Als de mannen zijn uitgelachen, neemt Snor weer het woord. "Je zult niet zomaar kunnen ontsnappen, je zit hier onder water." Ik schrik, onder water?! Maar... Hoe kom ik hier dan ooit weg? "Ik zei het toch, ontsnappen is niet zomaar mogelijk, al zou je de lift vinden, de enige uitgang hier, dan nog kom je niet weg. Die lift wordt continu bewaakt!" O handig, weet ik in ieder geval waar ik naar moet zoeken, bedankt Snor. Ik zeg niets, misschien kan de man me nog iets nuttigs vertellen. Ik zie Snor en de brandstichter elkaar even aankijken, "Hij is slim, maar niet slim genoeg..." Fluistert de brandstichter zacht. Ik kijk ze verbaasd aan, slim genoeg voor wat? Als Snor mijn reactie ziet, geeft hij de brandstichter een duw. "Kop dicht, hij hoorde je!" Snauwt hij zacht naar de andere man.

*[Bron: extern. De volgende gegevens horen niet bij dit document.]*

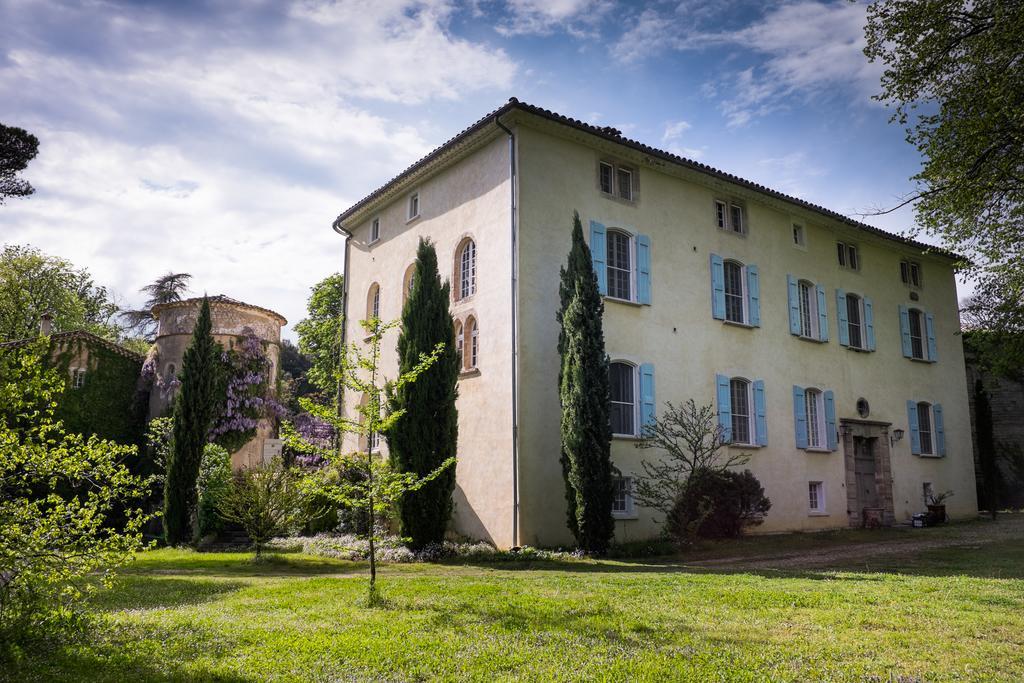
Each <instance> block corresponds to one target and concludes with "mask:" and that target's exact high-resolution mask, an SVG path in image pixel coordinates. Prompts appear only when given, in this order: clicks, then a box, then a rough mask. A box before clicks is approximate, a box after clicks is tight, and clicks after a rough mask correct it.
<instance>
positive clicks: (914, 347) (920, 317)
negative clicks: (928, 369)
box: [907, 308, 927, 360]
mask: <svg viewBox="0 0 1024 683" xmlns="http://www.w3.org/2000/svg"><path fill="white" fill-rule="evenodd" d="M907 323H908V324H909V327H910V356H911V357H913V358H918V359H920V360H924V359H926V355H925V350H926V349H927V347H926V346H925V313H924V312H922V311H920V310H918V309H916V308H911V309H909V310H908V311H907Z"/></svg>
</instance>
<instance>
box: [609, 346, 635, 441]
mask: <svg viewBox="0 0 1024 683" xmlns="http://www.w3.org/2000/svg"><path fill="white" fill-rule="evenodd" d="M608 380H609V385H610V386H609V389H610V392H609V397H610V400H609V404H608V418H609V421H610V422H611V433H613V434H618V435H620V436H636V434H637V422H638V421H637V394H638V393H639V392H638V391H637V369H636V367H635V366H633V365H632V364H629V362H623V361H616V362H611V364H609V365H608Z"/></svg>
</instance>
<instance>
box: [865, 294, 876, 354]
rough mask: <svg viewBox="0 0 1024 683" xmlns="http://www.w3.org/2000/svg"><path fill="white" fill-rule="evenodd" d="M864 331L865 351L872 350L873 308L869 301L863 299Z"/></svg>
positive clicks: (873, 344) (872, 335) (873, 307)
mask: <svg viewBox="0 0 1024 683" xmlns="http://www.w3.org/2000/svg"><path fill="white" fill-rule="evenodd" d="M864 330H865V332H866V334H865V337H866V338H867V350H868V351H873V350H874V306H872V305H871V300H870V299H868V298H867V297H864Z"/></svg>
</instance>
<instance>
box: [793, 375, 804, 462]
mask: <svg viewBox="0 0 1024 683" xmlns="http://www.w3.org/2000/svg"><path fill="white" fill-rule="evenodd" d="M793 419H794V422H795V424H796V428H797V447H798V449H806V447H807V408H806V405H804V387H798V386H796V385H794V387H793Z"/></svg>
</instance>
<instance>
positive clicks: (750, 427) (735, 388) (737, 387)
mask: <svg viewBox="0 0 1024 683" xmlns="http://www.w3.org/2000/svg"><path fill="white" fill-rule="evenodd" d="M729 403H730V410H731V412H732V442H733V443H750V444H753V443H754V434H755V433H756V432H755V429H756V428H755V425H754V385H753V383H752V382H751V381H750V380H745V379H742V378H740V377H734V378H732V379H731V380H729Z"/></svg>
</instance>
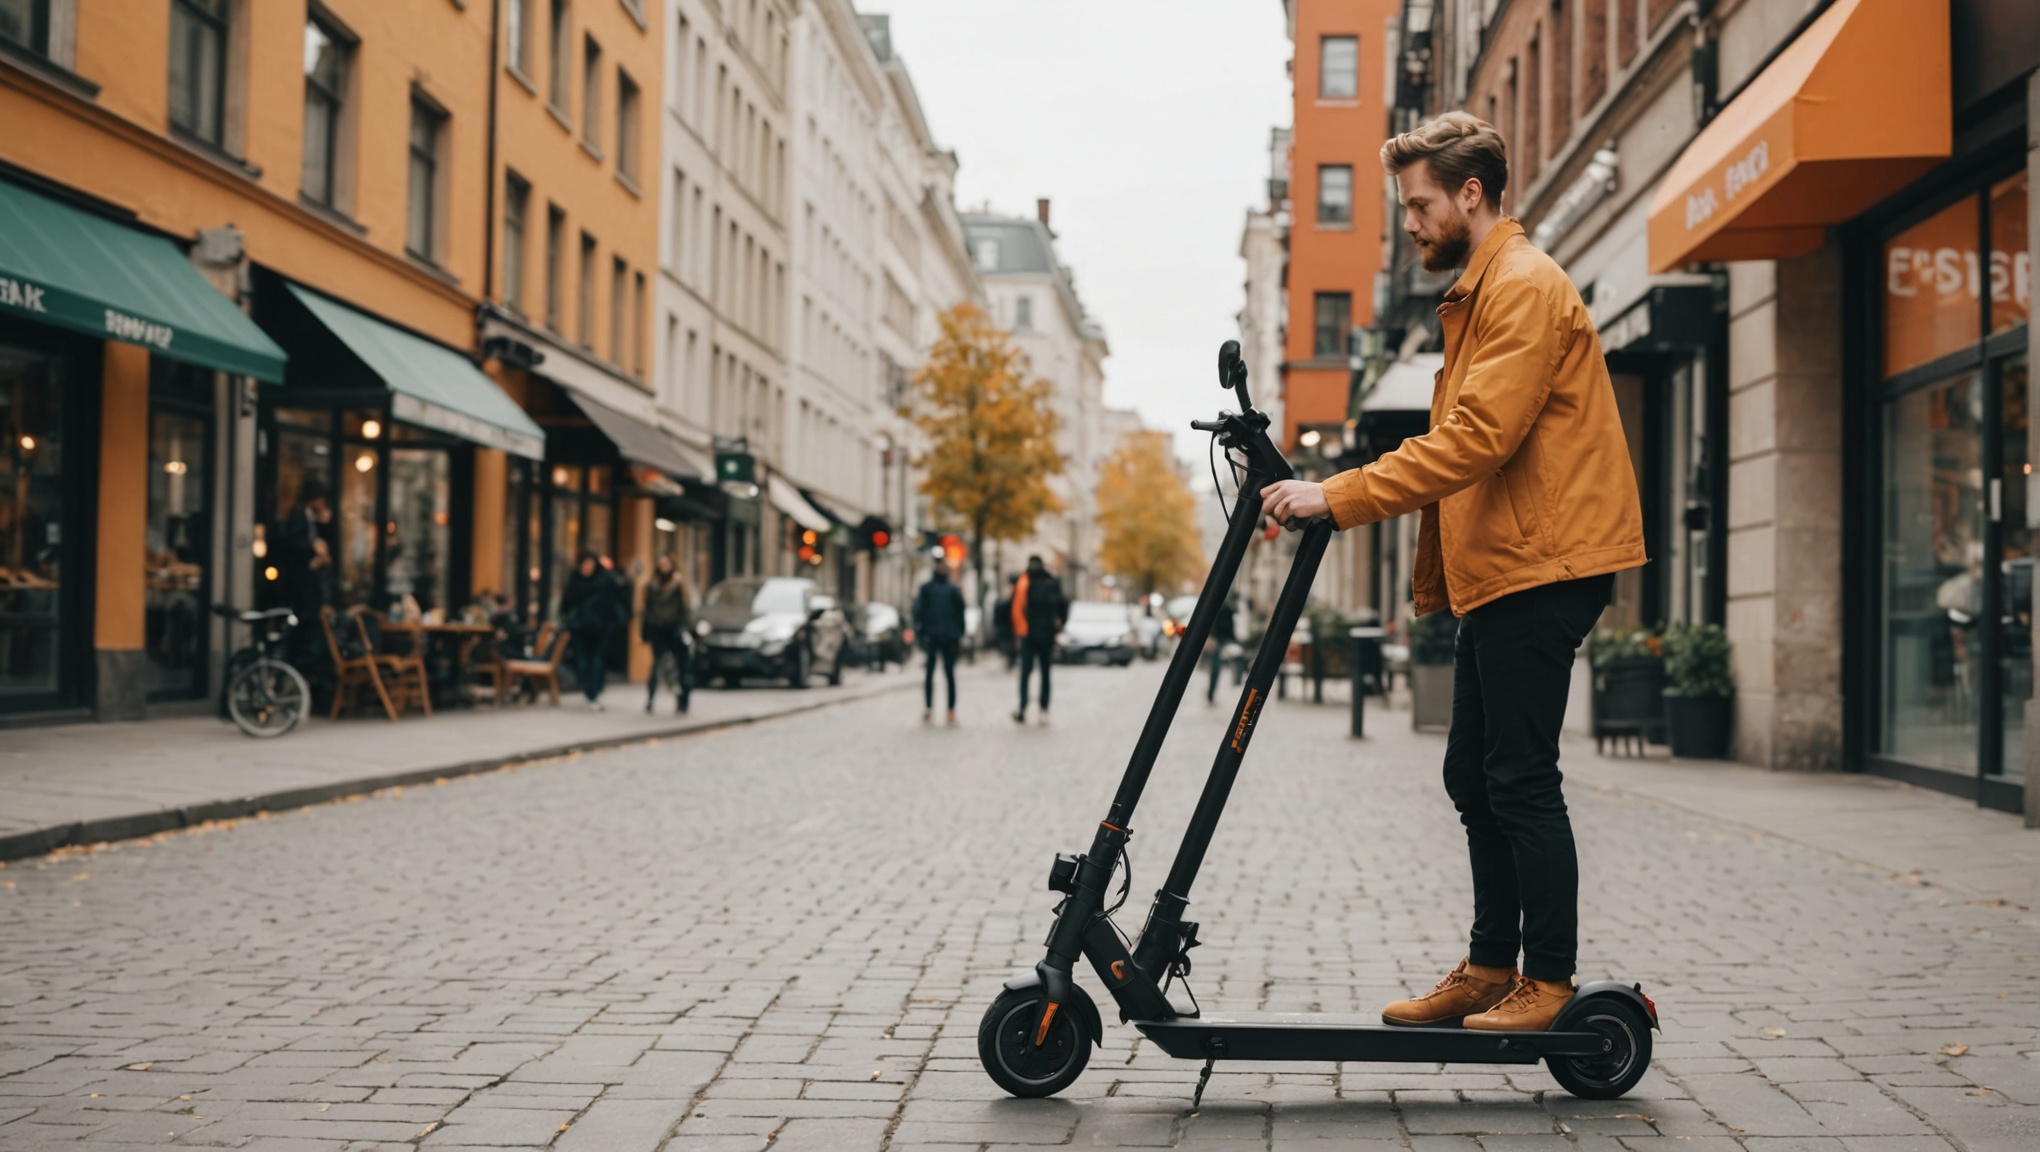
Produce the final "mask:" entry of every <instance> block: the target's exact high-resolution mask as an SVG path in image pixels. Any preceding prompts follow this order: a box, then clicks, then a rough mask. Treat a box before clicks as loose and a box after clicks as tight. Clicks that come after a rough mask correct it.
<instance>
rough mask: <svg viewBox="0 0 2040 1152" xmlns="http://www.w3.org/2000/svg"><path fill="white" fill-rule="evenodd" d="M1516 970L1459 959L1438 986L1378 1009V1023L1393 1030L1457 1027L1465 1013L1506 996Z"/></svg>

Die opmerking maakt me rustig. De mannen zijn bang voor me, bang dat ik iets te weten kom. De vraag is alleen, wat? Wat mag ik niet weten? En waarom? Ik staar Snor aan. "Maakt het iets uit? Je zei het net zelf, ik kom hier niet weg. Dus waarom vertel je me niet gewoon wat ik hier doe?" Beiden zijn ze even stil. Voor even is het enige geluid de snelle ademhaling van Thomas. Dan begint Snor weer te spreken. "Je hebt gelijk, maar dat kunnen we niet doen." De brandstichter geeft zijn collega geïrriteerd een por. "Je hebt al te veel gezegd, kop dicht!" Gromt hij dan.

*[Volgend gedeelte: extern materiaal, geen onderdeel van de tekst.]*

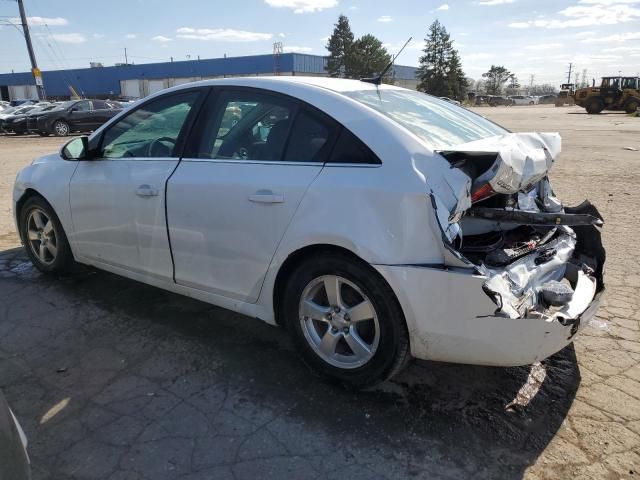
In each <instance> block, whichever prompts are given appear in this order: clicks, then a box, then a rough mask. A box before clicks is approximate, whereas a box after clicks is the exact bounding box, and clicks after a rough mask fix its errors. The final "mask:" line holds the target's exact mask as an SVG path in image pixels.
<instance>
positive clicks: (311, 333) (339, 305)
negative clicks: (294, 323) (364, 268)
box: [299, 275, 380, 369]
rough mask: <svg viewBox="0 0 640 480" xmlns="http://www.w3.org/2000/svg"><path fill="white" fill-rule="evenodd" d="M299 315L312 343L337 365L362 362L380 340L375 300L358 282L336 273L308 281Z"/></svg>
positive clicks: (323, 357) (354, 367) (315, 346)
mask: <svg viewBox="0 0 640 480" xmlns="http://www.w3.org/2000/svg"><path fill="white" fill-rule="evenodd" d="M299 319H300V325H301V327H302V331H303V333H304V336H305V338H306V340H307V342H308V343H309V346H310V347H311V348H312V349H313V350H314V351H315V353H316V354H317V355H318V356H319V357H320V358H322V359H323V360H324V361H325V362H327V363H329V364H330V365H333V366H334V367H338V368H345V369H353V368H358V367H361V366H363V365H364V364H366V363H367V362H368V361H369V360H371V358H373V356H374V355H375V353H376V350H377V348H378V344H379V342H380V325H379V323H378V316H377V313H376V311H375V308H374V306H373V303H372V302H371V300H370V299H369V298H368V297H367V296H366V295H365V294H364V292H362V290H361V289H360V288H359V287H358V286H357V285H355V284H354V283H353V282H350V281H349V280H347V279H346V278H343V277H340V276H337V275H324V276H321V277H318V278H315V279H314V280H312V281H311V282H309V284H308V285H307V286H306V287H305V289H304V290H303V292H302V296H301V298H300V305H299Z"/></svg>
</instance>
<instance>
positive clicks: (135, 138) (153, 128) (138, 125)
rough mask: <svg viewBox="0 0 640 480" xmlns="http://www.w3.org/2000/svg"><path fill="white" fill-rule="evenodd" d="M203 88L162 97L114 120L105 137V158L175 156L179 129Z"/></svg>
mask: <svg viewBox="0 0 640 480" xmlns="http://www.w3.org/2000/svg"><path fill="white" fill-rule="evenodd" d="M199 95H200V92H198V91H190V92H185V93H179V94H176V95H170V96H166V97H160V98H158V99H156V100H153V101H151V102H149V103H147V104H145V105H143V106H141V107H140V108H138V109H136V110H134V111H133V112H131V113H130V114H129V115H127V116H126V117H124V118H122V119H121V120H119V121H118V122H116V123H115V124H113V125H112V126H111V127H109V129H108V130H107V131H106V132H105V133H104V135H103V137H102V148H101V150H102V154H101V157H103V158H111V159H118V158H131V157H136V158H162V157H173V156H174V154H175V153H176V152H174V150H175V147H176V143H177V141H178V136H179V135H180V131H181V130H182V127H183V126H184V123H185V121H186V120H187V116H188V115H189V112H190V111H191V108H192V107H193V105H194V103H195V102H196V100H197V98H198V96H199Z"/></svg>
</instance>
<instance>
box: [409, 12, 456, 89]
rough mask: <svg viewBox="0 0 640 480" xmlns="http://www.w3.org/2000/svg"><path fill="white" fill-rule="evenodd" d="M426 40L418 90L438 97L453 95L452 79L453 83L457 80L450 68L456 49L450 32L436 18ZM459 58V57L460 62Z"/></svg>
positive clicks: (425, 41)
mask: <svg viewBox="0 0 640 480" xmlns="http://www.w3.org/2000/svg"><path fill="white" fill-rule="evenodd" d="M424 41H425V47H424V50H423V52H424V55H422V56H421V57H420V68H418V73H417V76H418V80H419V84H418V90H420V91H421V92H427V93H430V94H431V95H436V96H438V97H448V96H453V93H452V91H451V82H452V80H453V83H456V82H455V80H454V79H453V77H452V76H450V75H449V70H450V62H451V55H452V52H453V51H454V50H453V42H452V41H451V37H450V35H449V33H448V32H447V30H446V29H445V28H444V26H443V25H442V24H441V23H440V22H439V21H438V20H436V21H435V22H433V23H432V24H431V26H430V27H429V34H428V36H427V38H425V39H424ZM456 54H457V52H456ZM459 60H460V59H459V57H458V63H459ZM454 68H457V67H454ZM460 69H461V67H460ZM455 75H456V74H454V76H455Z"/></svg>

Glimlachend kijk ik de twee aan. Ik snap er geen hol van, maar dat ze het niet helemaal met elkaar eens zijn, bevalt me wel.
Voordat er verder nog iets gezegd kan worden, komt er nog een persoon bij ons. Het is Ada. De vrouw kwam als uit het niets achter de mannen tevoorschijn en kijkt me nu emotieloos aan. "Dag Daniël." Zegt ze tegen mij voordat ze zich tot de twee mannen wendt. Snor begint druk tegen Ada te fluisteren. "Waarom was je niet bij hem in de kamer? Hij had niet op de gang mogen komen! Had je de deur niet op slot gedaan? Ik heb je toch niet voor niets een sleutel gegeven?!" Gromde Snor woedend, maar ondertussen bleef Ada rustig. "Je hebt me inderdaad niet voor niets een sleutel gegeven." Meer heeft ze niet te zeggen.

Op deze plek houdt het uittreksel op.